The BBC is reporting that the Government is to give councils powers to have prayers as part of formal meetings - and this is confirmed on the Department for Communities and Local Government website.
Now, as a Liberal Democrat, I'm all for people's freedom to worship. As someone who grew up in evangelical church circles, I believe I have a better understanding than most of the types of opprobrium than can be directed at people for sincerely held views. I believe that the aim of a Liberal Democracy should be to facilitate the freedom of expression and observance for people of all faiths - and none.
There are those - Baronness Warsi, for example - who would have you believe that the freedom to individual expression of faith is under attack. Specifically, that the Christian faith is under attack from something called "Militant Secularism".
I neither subscribe to such a notion nor believe that this is somehow being inflicted on people of faith. I do subscribe to a view of society that says the State, it's institutions and services, and those providing them should do so without fear or favour. This means that they should neither seek to subscribe to one set of religious ideals, impose these on people of other faiths - or none -, nor oppress those of any given faith.

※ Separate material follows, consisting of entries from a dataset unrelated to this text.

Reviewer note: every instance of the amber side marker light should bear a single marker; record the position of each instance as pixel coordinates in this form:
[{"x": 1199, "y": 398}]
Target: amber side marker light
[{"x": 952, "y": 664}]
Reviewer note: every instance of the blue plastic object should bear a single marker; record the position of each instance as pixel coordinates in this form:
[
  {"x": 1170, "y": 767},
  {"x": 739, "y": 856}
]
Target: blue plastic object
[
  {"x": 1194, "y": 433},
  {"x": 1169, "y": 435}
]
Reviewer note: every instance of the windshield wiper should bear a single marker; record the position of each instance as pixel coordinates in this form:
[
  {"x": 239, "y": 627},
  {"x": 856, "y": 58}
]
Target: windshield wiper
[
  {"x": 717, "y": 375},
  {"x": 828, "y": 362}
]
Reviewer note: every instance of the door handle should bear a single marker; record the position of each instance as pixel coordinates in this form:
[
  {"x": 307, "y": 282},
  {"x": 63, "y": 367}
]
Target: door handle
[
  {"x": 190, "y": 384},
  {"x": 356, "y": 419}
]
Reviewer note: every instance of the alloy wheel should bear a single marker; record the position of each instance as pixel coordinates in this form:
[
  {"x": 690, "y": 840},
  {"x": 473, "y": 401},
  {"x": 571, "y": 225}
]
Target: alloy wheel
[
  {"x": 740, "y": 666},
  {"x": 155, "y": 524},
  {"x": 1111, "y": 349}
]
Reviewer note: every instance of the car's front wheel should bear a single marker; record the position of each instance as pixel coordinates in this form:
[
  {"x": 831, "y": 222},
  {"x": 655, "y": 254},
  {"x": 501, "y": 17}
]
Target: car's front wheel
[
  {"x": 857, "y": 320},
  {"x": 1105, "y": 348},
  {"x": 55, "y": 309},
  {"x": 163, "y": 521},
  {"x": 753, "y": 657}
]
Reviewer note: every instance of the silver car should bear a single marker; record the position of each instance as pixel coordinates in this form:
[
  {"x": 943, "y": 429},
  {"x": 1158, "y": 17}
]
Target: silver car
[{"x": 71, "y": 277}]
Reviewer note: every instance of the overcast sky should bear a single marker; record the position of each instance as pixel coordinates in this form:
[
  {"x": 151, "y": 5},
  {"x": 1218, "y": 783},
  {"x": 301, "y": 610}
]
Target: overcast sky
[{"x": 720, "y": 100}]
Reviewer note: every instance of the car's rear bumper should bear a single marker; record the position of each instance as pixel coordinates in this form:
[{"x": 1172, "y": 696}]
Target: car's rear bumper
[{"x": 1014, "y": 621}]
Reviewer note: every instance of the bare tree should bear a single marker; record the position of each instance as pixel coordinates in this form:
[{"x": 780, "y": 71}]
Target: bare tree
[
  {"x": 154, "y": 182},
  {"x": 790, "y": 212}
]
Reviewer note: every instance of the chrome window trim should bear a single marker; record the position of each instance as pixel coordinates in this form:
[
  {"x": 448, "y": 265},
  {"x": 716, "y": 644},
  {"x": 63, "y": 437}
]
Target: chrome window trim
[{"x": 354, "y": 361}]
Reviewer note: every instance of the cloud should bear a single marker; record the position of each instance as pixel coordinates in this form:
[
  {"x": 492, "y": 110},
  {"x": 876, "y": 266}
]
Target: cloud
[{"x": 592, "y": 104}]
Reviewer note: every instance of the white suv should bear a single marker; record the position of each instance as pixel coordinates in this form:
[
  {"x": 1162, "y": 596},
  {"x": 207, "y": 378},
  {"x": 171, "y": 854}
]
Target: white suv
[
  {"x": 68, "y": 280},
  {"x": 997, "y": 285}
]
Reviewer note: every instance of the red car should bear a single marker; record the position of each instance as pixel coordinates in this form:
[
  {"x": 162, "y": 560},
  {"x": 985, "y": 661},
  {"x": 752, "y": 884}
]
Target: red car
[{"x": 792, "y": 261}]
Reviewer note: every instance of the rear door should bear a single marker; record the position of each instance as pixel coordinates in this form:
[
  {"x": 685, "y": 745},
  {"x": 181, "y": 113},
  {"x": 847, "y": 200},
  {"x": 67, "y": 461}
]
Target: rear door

In this context, I believe it's completely right and proper that any religious exercise, such as the saying of prayers, does not form a part of the formal proceedings of council meetings. (I would extend this further, to Parliament and Schools for example, but that is an issue for another day...). Should councils wish to have a time for reflection, prayers, or whatever, they should be free to do so, but not as part of their official business.
Such a move is not an attack on the Church of England, faith in general or the Judeo-Christian culture and heritage we have - it's a genuinely Liberal position which recognises that faith is a private rather than collegiate matter. Context, is, as they say, everything.
And this is where I come to the real inspiration for this blog-post; the Communities and Local Goverment Secretary, Eric Pickles. Mr Pickles is quoted as saying, taking the recent High Court judgement against council prayers as his starting point:
"The High Court judgement has far wider significance than just the municipal agenda of Bideford Town Council. For too long, faith has been marginalised in public life, undermining the very foundations of the British nation.
"As a matter of urgency I have personally signed a Parliamentary order to bring into force an important part of the new Localism Act - the general power of competence - that gives councils the vital legal standing that should allow them to continue to hold formal prayers at meetings where they wish to do so.
"This should effectively overtake the ruling and it also shows that greater localism can give local councils the strength and freedom to act in their best interests.
"We will stand for freedom to worship, for Parliamentary sovereignty, and for long-standing British liberties."
I fundimentally disagree with him on the position of faith in public life - and the idea that moving towards greater secularism as society somehow denies the Church's historic importance in the forming of the country.
But the comments that really exercised me were these ones quoted on the BBC website:
"By effectively reversing that illiberal ruling, we are striking a blow for localism over central interference, for freedom to worship over intolerant secularism, for Parliamentary sovereignty over judicial activism, and for long-standing British liberties over modern-day political correctness."
The reason I'm so worked up is that, whilst I can agree with much of it - localism, freedom to worship, a general dislike of society which is too quick to resort to the courts - I cannot agree with his definition of illiberal.
These comments - like those of Baronness Warsi this week - give the lie to the notion that the Tories are more liberal than the previous Labour government, just that it is expressed in a different way. Labour's illiberalism was authoritarian, the Conservative illiberalism is, it transpires, about resistance to change. (This could equally be said of their general view of immigration.).
Whilst they portray their views as liberal, it is a version of liberalism that resists change to time-honoured traditions. A liberalism-of-convenience which is about the freedom to do what we've always done, a freedom to resist societal changes and a freedom to impose "traditional" "values" on those who happen not share those.
That is not a liberalism I can endorse. Mainly because it is not Liberal.